Beekeepers have it hard in Utah, report says
There are about 10,000 bees in this hive. They’re multiplying every day. Pretty soon there will be over 50,000 of them, working to fill empty honeycombs with honey.
“Sometimes I get almost none,” says Kirk Johnson.
He’s a hobby beekeeper. He’s also my dad. His hive is in our front yard between a huge rhubarb plant and some big evergreen trees.
“The last two years I’ve got 300 pounds from one hive,” Johnson says.
He’s been a beekeeper for about eight years. He says during that time, he’s struggled to keep his bees alive season to season. He says Utah’s climate may be a factor.
“The one disadvantage I would see is the harsh winters which sometimes make it difficult for them to survive.”

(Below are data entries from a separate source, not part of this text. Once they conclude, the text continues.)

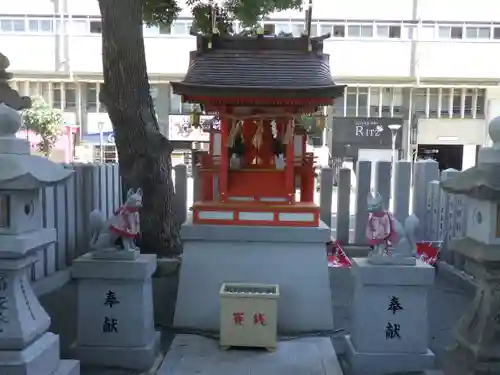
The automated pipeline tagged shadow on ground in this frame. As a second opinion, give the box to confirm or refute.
[40,265,473,375]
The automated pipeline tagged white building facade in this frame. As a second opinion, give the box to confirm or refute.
[1,0,500,165]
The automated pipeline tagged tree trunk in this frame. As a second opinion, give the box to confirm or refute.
[97,0,182,256]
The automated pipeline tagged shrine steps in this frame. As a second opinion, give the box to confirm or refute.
[192,200,320,227]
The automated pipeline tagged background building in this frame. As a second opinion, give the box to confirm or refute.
[1,0,500,167]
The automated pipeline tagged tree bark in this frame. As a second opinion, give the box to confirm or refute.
[97,0,182,256]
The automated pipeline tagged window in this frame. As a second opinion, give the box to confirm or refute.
[345,88,357,116]
[319,24,333,36]
[419,25,435,40]
[441,89,451,117]
[90,21,102,34]
[86,83,98,111]
[170,92,182,115]
[291,22,304,36]
[376,25,389,38]
[428,89,439,118]
[465,27,490,39]
[381,87,393,116]
[392,87,404,115]
[275,23,291,35]
[476,89,486,118]
[438,26,463,39]
[369,87,381,116]
[451,26,463,39]
[464,89,473,117]
[358,88,369,116]
[404,25,416,39]
[333,25,345,37]
[347,25,373,38]
[143,25,159,36]
[159,24,171,34]
[65,83,77,109]
[263,23,275,35]
[0,19,26,32]
[28,19,53,33]
[493,27,500,39]
[29,82,41,96]
[69,20,89,34]
[376,25,401,38]
[413,88,426,116]
[0,194,9,228]
[171,21,190,35]
[52,83,62,109]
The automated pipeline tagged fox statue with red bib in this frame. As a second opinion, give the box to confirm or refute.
[366,191,419,264]
[88,188,142,253]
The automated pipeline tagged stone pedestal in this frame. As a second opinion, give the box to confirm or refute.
[71,253,160,371]
[174,219,334,333]
[345,257,435,375]
[0,253,79,375]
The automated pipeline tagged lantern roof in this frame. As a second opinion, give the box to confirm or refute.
[171,34,345,103]
[441,116,500,201]
[0,103,72,190]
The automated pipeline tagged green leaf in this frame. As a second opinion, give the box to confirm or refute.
[21,96,63,156]
[142,0,302,33]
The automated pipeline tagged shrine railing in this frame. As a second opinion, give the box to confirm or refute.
[325,159,468,274]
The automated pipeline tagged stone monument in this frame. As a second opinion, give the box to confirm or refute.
[0,56,79,375]
[344,192,435,374]
[441,116,500,375]
[70,190,160,370]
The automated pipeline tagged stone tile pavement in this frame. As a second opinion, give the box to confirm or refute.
[41,263,474,375]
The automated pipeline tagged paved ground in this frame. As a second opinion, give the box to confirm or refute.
[44,262,472,375]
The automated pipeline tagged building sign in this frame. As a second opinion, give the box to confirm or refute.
[168,115,213,142]
[81,131,115,145]
[331,117,403,149]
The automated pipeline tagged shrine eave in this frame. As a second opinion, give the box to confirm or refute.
[171,82,346,103]
[440,165,500,201]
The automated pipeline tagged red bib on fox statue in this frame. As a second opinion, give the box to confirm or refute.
[365,192,397,250]
[109,205,140,239]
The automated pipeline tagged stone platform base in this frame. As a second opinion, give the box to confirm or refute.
[175,221,334,333]
[345,335,435,375]
[70,331,160,371]
[158,334,343,375]
[0,332,79,375]
[91,248,140,260]
[51,360,80,375]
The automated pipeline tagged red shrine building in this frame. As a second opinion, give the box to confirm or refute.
[172,33,345,227]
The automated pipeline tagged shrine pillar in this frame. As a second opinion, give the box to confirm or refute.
[284,120,295,203]
[219,114,229,202]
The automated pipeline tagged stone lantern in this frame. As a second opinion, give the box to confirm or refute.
[441,116,500,375]
[0,98,78,374]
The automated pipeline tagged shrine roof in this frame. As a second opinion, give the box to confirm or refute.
[440,164,500,201]
[171,34,345,102]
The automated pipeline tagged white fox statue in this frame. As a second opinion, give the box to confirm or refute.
[89,188,142,252]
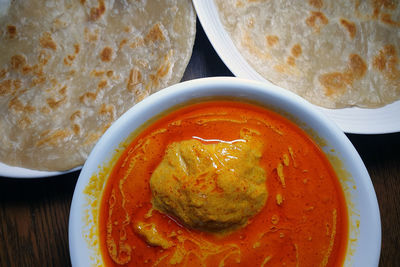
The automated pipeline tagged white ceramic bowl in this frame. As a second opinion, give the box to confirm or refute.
[69,77,381,267]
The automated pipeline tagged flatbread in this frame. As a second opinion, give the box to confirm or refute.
[214,0,400,108]
[0,0,196,171]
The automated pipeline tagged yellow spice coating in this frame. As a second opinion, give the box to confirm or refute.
[150,137,267,233]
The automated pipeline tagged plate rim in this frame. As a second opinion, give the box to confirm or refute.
[0,162,81,179]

A new report from Lawn Love, a lawn care company, says Utah is the 37th worst state for beekeeping in the nation. Since data was only available for 39 states, that makes Utah the third worst state they surveyed.

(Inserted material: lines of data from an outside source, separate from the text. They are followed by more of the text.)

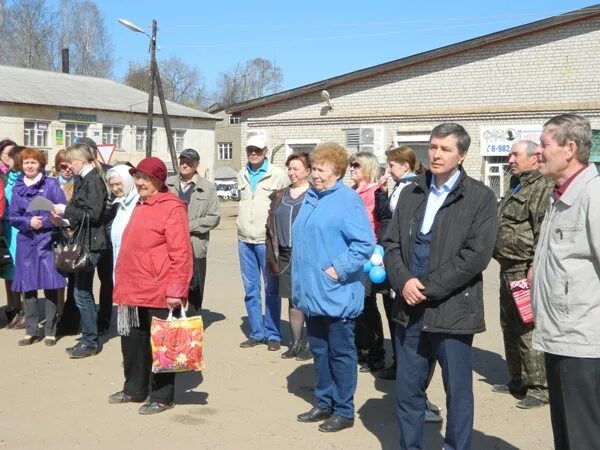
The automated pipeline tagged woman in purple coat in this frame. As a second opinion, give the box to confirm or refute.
[9,148,67,346]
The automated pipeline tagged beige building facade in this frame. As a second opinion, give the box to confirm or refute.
[229,5,600,198]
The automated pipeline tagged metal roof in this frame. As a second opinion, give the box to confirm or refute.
[0,65,219,120]
[228,4,600,114]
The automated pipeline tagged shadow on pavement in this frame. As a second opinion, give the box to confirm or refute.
[175,371,208,405]
[472,346,509,386]
[238,316,293,344]
[201,309,226,329]
[286,363,315,406]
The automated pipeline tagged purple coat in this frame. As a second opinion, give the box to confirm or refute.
[9,174,67,292]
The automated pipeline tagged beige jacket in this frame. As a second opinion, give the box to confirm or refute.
[166,173,221,258]
[236,163,288,243]
[532,164,600,358]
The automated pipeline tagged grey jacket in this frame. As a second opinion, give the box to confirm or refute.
[532,164,600,358]
[166,174,220,258]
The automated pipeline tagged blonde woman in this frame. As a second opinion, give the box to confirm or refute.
[349,152,387,373]
[52,143,108,358]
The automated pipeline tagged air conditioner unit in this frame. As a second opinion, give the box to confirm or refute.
[360,126,385,163]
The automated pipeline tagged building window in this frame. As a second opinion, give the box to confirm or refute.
[65,123,89,147]
[218,142,233,160]
[229,114,241,125]
[393,134,431,169]
[172,130,186,152]
[484,156,510,200]
[24,121,49,147]
[135,127,156,152]
[284,139,321,157]
[102,126,123,149]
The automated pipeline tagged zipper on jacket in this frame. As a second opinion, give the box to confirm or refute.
[565,281,568,295]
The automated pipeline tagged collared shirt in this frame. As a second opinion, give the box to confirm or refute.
[80,164,95,178]
[180,173,198,194]
[420,169,461,234]
[246,159,269,192]
[552,166,587,201]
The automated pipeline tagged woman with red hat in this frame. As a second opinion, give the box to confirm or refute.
[109,157,193,415]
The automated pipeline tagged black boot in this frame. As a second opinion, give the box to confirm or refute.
[295,340,312,361]
[281,340,300,359]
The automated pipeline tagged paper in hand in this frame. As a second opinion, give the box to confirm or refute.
[26,196,56,212]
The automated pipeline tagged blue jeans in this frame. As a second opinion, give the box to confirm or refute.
[395,313,474,450]
[73,251,101,348]
[306,316,357,420]
[238,241,281,341]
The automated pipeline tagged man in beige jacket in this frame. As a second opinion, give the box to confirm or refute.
[532,113,600,450]
[237,135,288,350]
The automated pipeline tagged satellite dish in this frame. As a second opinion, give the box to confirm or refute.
[321,90,333,110]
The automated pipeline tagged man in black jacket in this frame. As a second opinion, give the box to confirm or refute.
[383,123,497,450]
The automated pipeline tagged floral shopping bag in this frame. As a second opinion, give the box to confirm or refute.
[150,307,205,373]
[509,278,534,325]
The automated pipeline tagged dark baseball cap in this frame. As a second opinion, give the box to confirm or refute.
[179,148,200,162]
[76,137,98,151]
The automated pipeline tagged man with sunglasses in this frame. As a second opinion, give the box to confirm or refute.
[237,136,288,350]
[166,148,220,312]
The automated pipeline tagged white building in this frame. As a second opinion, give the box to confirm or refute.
[0,65,220,177]
[229,5,600,198]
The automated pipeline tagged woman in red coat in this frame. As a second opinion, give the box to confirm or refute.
[109,157,193,415]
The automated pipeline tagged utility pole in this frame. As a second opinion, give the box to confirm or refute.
[153,61,179,174]
[145,19,157,157]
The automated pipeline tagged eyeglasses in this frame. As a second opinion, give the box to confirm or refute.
[246,147,264,155]
[58,163,70,170]
[350,162,361,169]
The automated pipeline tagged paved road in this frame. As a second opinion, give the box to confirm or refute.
[0,201,552,449]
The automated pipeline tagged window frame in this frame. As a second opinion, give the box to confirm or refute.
[24,120,50,148]
[65,122,89,147]
[217,142,233,160]
[102,125,124,150]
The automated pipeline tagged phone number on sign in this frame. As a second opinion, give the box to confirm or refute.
[486,144,511,153]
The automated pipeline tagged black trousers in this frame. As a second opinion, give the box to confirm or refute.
[188,257,207,310]
[56,274,80,336]
[382,293,396,365]
[355,291,386,365]
[121,307,176,404]
[545,353,600,450]
[96,248,114,331]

Lawn Love used data from the U.S. Bureau of Labor Statistics, the Department of Agriculture, and other agriculture organizations to rank states on total output, potential earnings for beekeepers, ability to distribute honey, and beekeeping support like beekeeping associations or bee-friendly legislation.
Despite being called the Beehive State, Utah ranked very low in earning potential and total honey output. Our best ranking came in beekeeping support, though we still only barely made the top 30 at number 29.
Lawn Love says you can be a bee-friendly neighbor by replacing grass with clover, planting native plants, and using organic pest control methods that don’t harm bees.
Johnson says, despite the poor ranking, it's worth keeping bees in Utah.
“I think overall it’s a pretty good place to keep bees. I think it’s a fascinating process by which they create honeycomb and honey, I think they’re interesting, and frankly, I enjoy sharing the honey with my friends and neighbors.”